Now, I’ll turn the call over to Joe Jeffries, CEO. Joe?

Joe Jeffries

This morning, in addition to David Stern, I’m joined by David Abelman, our Chief Marketing and Merchandising Officer. I will begin by commenting on our performance and discuss some operational initiatives in the first quarter. Dave Stern will take you through our financial performance for the quarter and then David Abelman will touch upon some of our activities in merchandising and marketing.

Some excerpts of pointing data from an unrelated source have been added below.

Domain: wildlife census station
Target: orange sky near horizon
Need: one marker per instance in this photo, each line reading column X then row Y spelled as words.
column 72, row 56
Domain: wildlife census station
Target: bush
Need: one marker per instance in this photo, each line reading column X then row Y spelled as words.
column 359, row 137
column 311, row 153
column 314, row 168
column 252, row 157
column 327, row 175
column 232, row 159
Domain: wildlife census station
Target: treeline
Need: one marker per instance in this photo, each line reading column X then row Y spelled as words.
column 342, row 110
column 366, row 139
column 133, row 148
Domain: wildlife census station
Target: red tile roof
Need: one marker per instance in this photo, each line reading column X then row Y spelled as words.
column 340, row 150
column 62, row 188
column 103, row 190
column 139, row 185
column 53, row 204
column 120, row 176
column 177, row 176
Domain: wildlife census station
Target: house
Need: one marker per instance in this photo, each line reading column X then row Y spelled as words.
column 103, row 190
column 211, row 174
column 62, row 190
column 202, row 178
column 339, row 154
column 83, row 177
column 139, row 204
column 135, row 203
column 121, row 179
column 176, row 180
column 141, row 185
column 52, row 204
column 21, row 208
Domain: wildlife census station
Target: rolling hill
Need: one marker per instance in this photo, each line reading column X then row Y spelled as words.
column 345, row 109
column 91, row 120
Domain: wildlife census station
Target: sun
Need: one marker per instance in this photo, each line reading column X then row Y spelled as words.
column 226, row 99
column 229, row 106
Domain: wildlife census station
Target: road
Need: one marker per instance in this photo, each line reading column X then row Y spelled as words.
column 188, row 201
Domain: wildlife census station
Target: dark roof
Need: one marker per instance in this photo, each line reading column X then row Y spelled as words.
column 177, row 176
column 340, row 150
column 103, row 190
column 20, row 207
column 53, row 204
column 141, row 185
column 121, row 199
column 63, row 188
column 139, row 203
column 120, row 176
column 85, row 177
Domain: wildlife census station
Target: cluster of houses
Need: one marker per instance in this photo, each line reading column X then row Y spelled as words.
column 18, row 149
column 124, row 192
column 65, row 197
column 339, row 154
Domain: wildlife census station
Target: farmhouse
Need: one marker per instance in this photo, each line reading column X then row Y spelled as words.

For the second quarter 2011, total sales decline 0.8% from the same period a year earlier, and our same-store sales declined by 0.7%. As referenced on the prior call, Easter occurred three weeks later in 2011 than in 2010. This change caused a shift in Easter related sales for the three weeks preceding Easter from the first quarter in 2010 to the second quarter in 2011.

Our gross margin ended at 43.8%, which is a 0.6 percentage point improvement, year over year. Shifting our attention towards our merchandizing departments and inventory management efforts, we had several departments perform well during beginning with cake and candy.

It’s important to point out that we conducted a rather extensive merchandising expansion of cake and candy during the quarter. We are very encouraged with the early results, and expect this category to continue to deliver strong positive sales growth for the remainder of the year.

Other departments that performed well were floral, driven by everyday stem program, as well as floral accessories and designer made arrangements. Needle crafts which contains yarn continued to perform well, as our customers responded well to our selection, in-stock and promotions. David Abelman will discuss the merchandising performance in more detail during his portion of today’s call.

Inventory ended down 1.6% at 116.5 million at cost, a reduction of 1.9 million. The composition of our inventory continues to improve, as we move to change the ratio of warehouse to store inventory.

In summary, inventory is down overall, and has been shifted to the stores leading to better in-stocks. We ended the quarter three with improved in-stock positions and equally important, we are set and prepared much earlier this year in our fall harvest seasonal programs, as well as our early fall and Christmas craft programs.

Now I’d like to quickly recap our store opening, closing and remodel activity. During the quarter, we remodeled three stores, and prepared to close one store in the third quarter. We had no openings, relocations or closures during the second quarter.

Additionally in anticipation of questions about the company’s February 15 announcement of the Board of Directors is exploring strategic alternatives, the company does not intend to disclose any developments regarding this process, and so the Board has something definitive to share.

Now I’d like to turn the call over to Dave Stern, who will update you, further on our financial performance. Dave.

Dave Stern

I will start with a review of the results for the second quarter and first six months of the year, followed by a review of the cash and inventory positions as of July 2, 2011, and finish by providing some insights regarding our expectations for the 2011 fiscal year.

Sales for the quarter were 99.0 million, a decrease of 0.8% compared to sales of 99.9 million during the second quarter of last year. This decline is primarily due to a decrease in comparable store sales of 0.7%.

The comparable store sales decrease was composed of a 1.1% decrease in transactions and a 0.4% increase in the average ticket. As Joe referenced, second quarter sales were positively impacted by the Easter shift this year.

At the end of the second quarter in both 2011 and 2010, there are 135 stores in operation. Gross margin for the quarter was 43.8%, a 0.6 percentage point increase from the second quarter of last year.

This increase is primarily the result of supply chain efficiencies and improvements in inventory control and security, partially offset by a decline in merchandise margins.

Selling and General administrative expenses for the quarter were 51.0 million, essentially flat or a 0.1 million decrease compared to last year. This is primarily due to (inaudible) advertising spend partially offset by increased store payroll [stance]. Selling, general and administrated expenses were 51.5% of sales, compared to 51.2% of sales in the second quarter of last year.